The Cube’un ortaya çıkışında uluslararası örnekler ya da benzer modeller sizi etkiledi mi? Bu tür yeni medya odaklı mekânların dünyadaki gelişimini nasıl görüyorsunuz? The Cube’un dünya sahnesindeki ve Türkiye’deki yerini nasıl tanımlarsınız?
B.Ç.Ş: Dünyada son on yılda izleyiciyi saran mekânsal deneyimler yaygınlaştı; T he Cube ise bu eğilimi İstanbul’un temposu ve üretim alışkanlıklarıyla buluşturan, geçici gösteriler yerine sürekliliği önceleyen bir merkez olarak düşünüldü. Yıl boyu araştırma, üretim ve sunum birbirini besliyor; mekâna özgü işler için elverişli, uluslararası ağlarla teması güçlendiren kalıcı bir zemin ortaya çıkıyor. Bu yaklaşımın ardında CCN Holding’in ilerici vizyonu ve yatırımı var. The Cuba’da kentte eksikliği hissedilen uzun soluklu dijital/immersive üretim kültürüne referans olabilecek bir altyapı kuruluyor.

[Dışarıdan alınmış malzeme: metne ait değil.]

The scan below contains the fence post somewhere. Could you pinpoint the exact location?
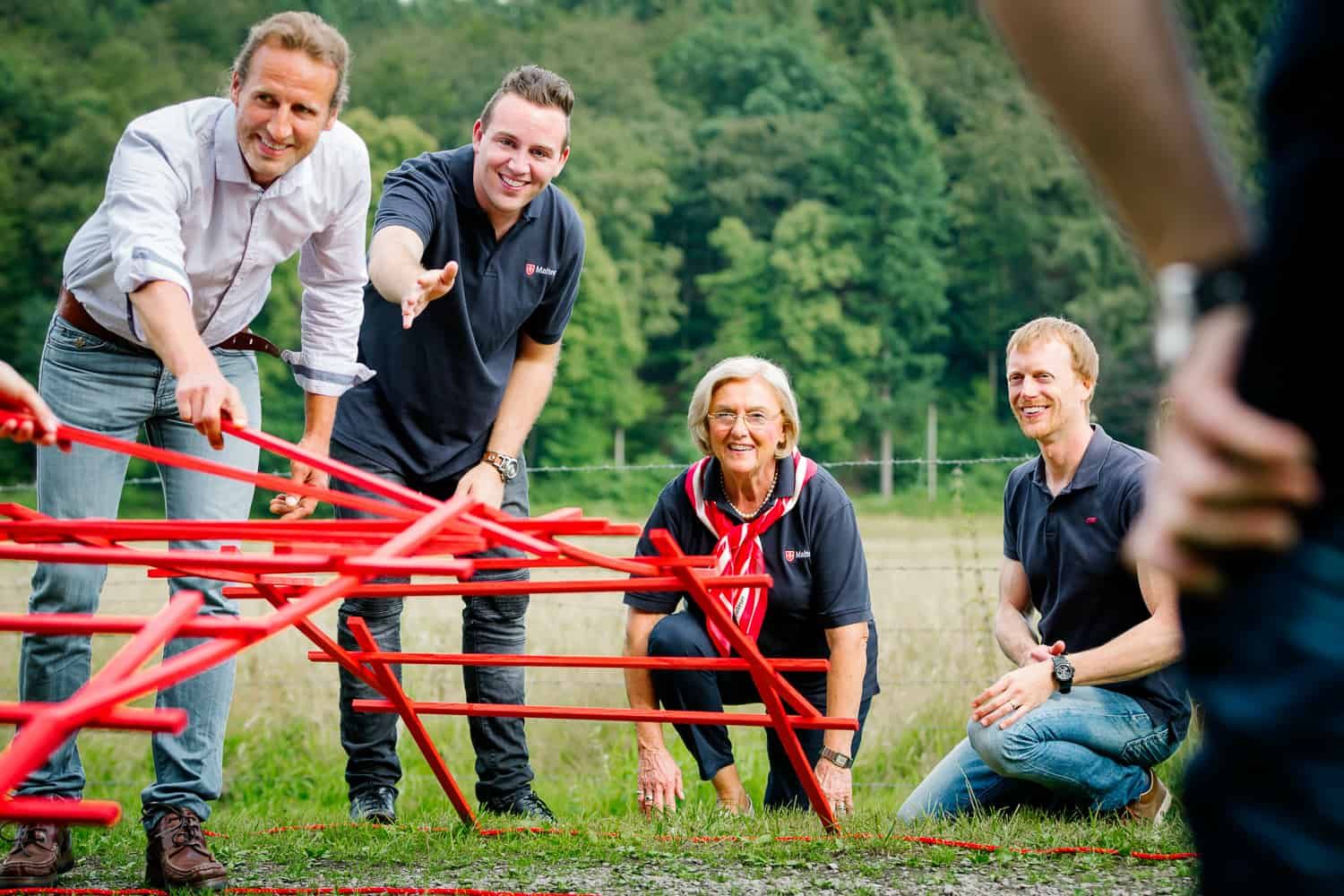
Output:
[925,401,938,504]
[878,426,892,501]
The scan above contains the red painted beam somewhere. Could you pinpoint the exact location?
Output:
[308,650,831,672]
[352,700,859,731]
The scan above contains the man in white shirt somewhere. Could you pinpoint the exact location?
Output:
[0,12,371,890]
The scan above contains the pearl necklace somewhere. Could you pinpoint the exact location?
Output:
[719,463,780,522]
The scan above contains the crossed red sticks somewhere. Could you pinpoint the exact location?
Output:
[0,409,857,833]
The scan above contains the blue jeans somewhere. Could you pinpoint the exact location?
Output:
[650,613,873,809]
[332,442,534,801]
[19,317,261,829]
[900,686,1180,821]
[1182,516,1344,893]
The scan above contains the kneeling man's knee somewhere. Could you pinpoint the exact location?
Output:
[650,613,717,657]
[967,719,1040,778]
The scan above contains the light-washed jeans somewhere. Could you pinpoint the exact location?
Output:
[332,442,535,802]
[900,686,1180,821]
[19,317,261,829]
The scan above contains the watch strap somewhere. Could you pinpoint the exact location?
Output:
[481,452,518,482]
[1050,653,1074,694]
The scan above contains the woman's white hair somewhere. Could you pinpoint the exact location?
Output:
[685,355,798,458]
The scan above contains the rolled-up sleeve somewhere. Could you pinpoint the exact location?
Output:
[104,122,193,299]
[285,142,374,395]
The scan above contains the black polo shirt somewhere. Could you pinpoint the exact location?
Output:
[1004,426,1190,737]
[333,143,583,479]
[625,458,881,697]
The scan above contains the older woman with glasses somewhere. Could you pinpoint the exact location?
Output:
[625,358,878,814]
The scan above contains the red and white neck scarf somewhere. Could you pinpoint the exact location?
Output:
[685,452,817,657]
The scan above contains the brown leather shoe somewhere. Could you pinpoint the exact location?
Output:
[145,806,228,890]
[1121,769,1172,828]
[0,825,75,890]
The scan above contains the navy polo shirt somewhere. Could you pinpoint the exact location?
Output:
[333,143,583,481]
[625,458,881,697]
[1004,426,1190,737]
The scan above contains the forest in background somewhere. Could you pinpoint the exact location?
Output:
[0,0,1277,498]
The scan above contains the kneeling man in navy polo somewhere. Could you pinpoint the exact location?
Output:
[900,317,1190,823]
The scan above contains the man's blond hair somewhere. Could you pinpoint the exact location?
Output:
[233,11,349,111]
[1004,317,1101,385]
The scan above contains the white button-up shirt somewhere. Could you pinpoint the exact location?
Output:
[64,98,373,395]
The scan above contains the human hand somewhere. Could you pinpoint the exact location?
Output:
[634,747,685,815]
[814,759,854,818]
[1021,641,1064,667]
[970,659,1055,728]
[271,436,331,520]
[402,262,457,329]
[0,361,61,444]
[453,461,504,511]
[177,358,247,452]
[1125,307,1322,591]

E.Ç: Küresel ölçekte yeni medya mekânları kabaca iki hatta ilerliyor: hızlı tüketilen “görüntü şovları” ve sanatçı odaklı laboratuvar yaklaşımı. The Cube, ikinci hatta konumlanıyor; üretim-deney-paylaşım döngüsünü aynı çatı altında birleştirerek Türkiye’de önemli bir boşluğu kapatıyor. Dünya sahnesindeki rolü; ortak yapımlar, eğitimler ve konuşmalar üzerinden İstanbul’u uluslararası dolaşıma bağlayan bir düğüm olmak; yerelde ise teknik olanakların ötesine geçen bir kültürel altyapı sunmak. Böylece mekân, yeni teknolojileri yalnızca sergileyen bir vitrin değil içerik ve metodoloji üreten, küratöryal tutarlılığı ve sürdürülebilirliği ölçüt alan bir merkez olarak tanımlanıyor.

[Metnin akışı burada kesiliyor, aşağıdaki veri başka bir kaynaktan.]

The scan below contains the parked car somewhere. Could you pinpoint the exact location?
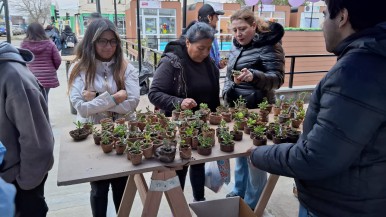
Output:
[0,26,7,36]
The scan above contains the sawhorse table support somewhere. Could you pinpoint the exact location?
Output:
[118,169,192,217]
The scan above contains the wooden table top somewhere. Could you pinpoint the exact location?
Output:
[57,126,253,186]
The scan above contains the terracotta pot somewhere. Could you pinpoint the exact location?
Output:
[220,142,235,152]
[281,102,291,110]
[154,145,176,163]
[279,114,290,124]
[221,112,232,123]
[252,137,267,146]
[179,146,192,159]
[69,128,90,141]
[244,125,252,135]
[181,135,193,146]
[233,75,241,85]
[287,131,300,143]
[265,104,273,114]
[209,113,222,125]
[141,144,154,159]
[101,142,114,154]
[197,146,212,156]
[272,107,281,116]
[239,120,247,130]
[127,121,138,131]
[115,118,126,124]
[291,119,303,128]
[295,101,304,109]
[172,110,181,121]
[272,136,287,144]
[191,136,200,150]
[115,142,126,155]
[99,118,113,124]
[130,151,142,165]
[137,122,146,131]
[153,139,162,153]
[92,134,102,145]
[230,131,243,141]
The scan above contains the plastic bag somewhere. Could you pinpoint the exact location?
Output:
[205,161,224,193]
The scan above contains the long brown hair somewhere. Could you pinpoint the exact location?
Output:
[230,8,270,33]
[68,19,127,90]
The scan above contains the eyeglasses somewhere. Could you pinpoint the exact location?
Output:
[97,38,118,47]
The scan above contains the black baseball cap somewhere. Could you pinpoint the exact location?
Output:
[198,4,224,19]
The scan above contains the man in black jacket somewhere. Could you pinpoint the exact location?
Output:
[250,0,386,217]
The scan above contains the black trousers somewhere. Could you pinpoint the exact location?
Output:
[90,177,127,217]
[13,175,48,217]
[176,163,205,201]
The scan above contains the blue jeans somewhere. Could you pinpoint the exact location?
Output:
[299,203,318,217]
[232,157,267,209]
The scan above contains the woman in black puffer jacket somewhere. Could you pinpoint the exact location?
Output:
[223,9,285,108]
[223,9,284,209]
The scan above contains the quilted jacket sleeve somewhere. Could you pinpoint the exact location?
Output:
[249,43,285,91]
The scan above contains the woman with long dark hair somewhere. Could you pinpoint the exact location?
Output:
[68,19,139,217]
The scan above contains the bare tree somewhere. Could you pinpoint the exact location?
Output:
[10,0,51,25]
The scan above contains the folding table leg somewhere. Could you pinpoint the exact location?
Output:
[255,174,279,217]
[134,173,149,204]
[117,175,137,217]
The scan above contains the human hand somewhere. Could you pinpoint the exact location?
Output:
[181,98,197,110]
[237,68,253,82]
[82,90,96,102]
[111,90,127,104]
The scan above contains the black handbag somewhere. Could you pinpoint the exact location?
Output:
[227,84,266,109]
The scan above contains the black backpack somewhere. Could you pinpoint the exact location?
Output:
[65,35,75,48]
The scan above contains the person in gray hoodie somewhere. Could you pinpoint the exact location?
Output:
[0,42,54,217]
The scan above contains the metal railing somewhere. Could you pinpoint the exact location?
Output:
[123,40,335,88]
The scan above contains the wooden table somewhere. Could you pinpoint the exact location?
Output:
[58,124,278,217]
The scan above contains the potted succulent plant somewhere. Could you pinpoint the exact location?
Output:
[154,139,176,163]
[70,121,89,141]
[216,120,229,137]
[272,95,284,116]
[141,132,154,159]
[179,140,192,159]
[220,131,235,152]
[272,125,287,144]
[291,109,306,128]
[244,118,256,134]
[209,112,222,125]
[129,140,143,165]
[92,127,102,145]
[201,123,216,146]
[197,136,213,156]
[279,108,290,124]
[172,102,182,121]
[233,111,247,130]
[101,133,114,154]
[230,121,243,141]
[232,70,241,85]
[115,137,127,155]
[252,125,267,146]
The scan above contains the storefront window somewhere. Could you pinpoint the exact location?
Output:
[141,8,158,16]
[159,17,176,34]
[159,9,176,17]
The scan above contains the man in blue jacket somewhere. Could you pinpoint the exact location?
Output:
[250,0,386,217]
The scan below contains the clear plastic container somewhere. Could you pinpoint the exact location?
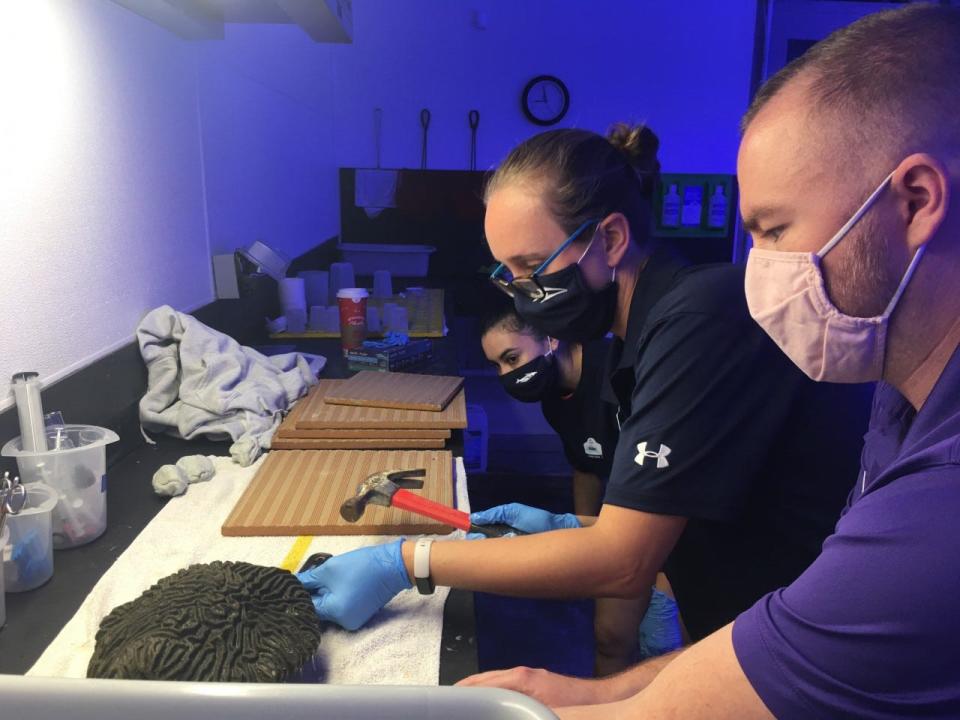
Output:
[0,425,120,549]
[3,482,57,592]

Sanat, teknoloji ve tasarımın giderek iç içe geçtiği bir dönemde, The Cube’un geleceğe yönelik vizyonu nedir? Programların, dijital üretim biçimlerindeki değişimlere ve izleyici alışkanlıklarına nasıl yanıt vereceğini öngörüyorsunuz?
H.Ş: The Cube sergi, performans ve öğrenme hatlarını birbirini besleyen bir bütünlüğe dönüştüren programıyla öne çıkıyor. Kısa, yoğun ve paylaşılabilir anlar üreten işler ile daha uzun süreli, katman katman açılan deneyimler aynı çatıda buluşacak; günün farklı saatleri ve haftanın farklı günleri çeşitlenen ritimlere göre akışlar tasarlanacak. Erişilebilirlik (altyazı, rehberli turlar, düşük duyusal seanslar) ve sürdürülebilirlik (yeniden kullanılabilir kurulum, düşük tüketimli içerik stratejileri) kararların temel ilkeleri.
A.Y: Üretim tarafında modüler bir yaklaşım benimsenecek. Dönemsel komisyonlar ve ortak yapımlar, kısa süreli yerleştirmelerden uzun soluklu sergilere uzanan bir takvim, sanatçı konuşmaları, atölyeler ve mentörlüklerle desteklenen bir öğrenme hattı oluşturacağız. Dijital üretim biçimleri evrildikçe program da esnek kalacak; generatif sistemler, uzamsal ses ve etkileşimli kurguların yeni sürümleri, aynı işin farklı derinlik katmanlarıyla geri dönebilecek. İzleyici alışkanlıklarına yanıt, farklı profiller için paralel deneyim yolları açarak verilecek. Kısacası The Cube, içerik kadar metodoloji üreten; yerel üretimi uluslararası dolaşıma bağlayan, sürekliliği olan bir immersive deneyim ekosistemi olarak ilerleyecek.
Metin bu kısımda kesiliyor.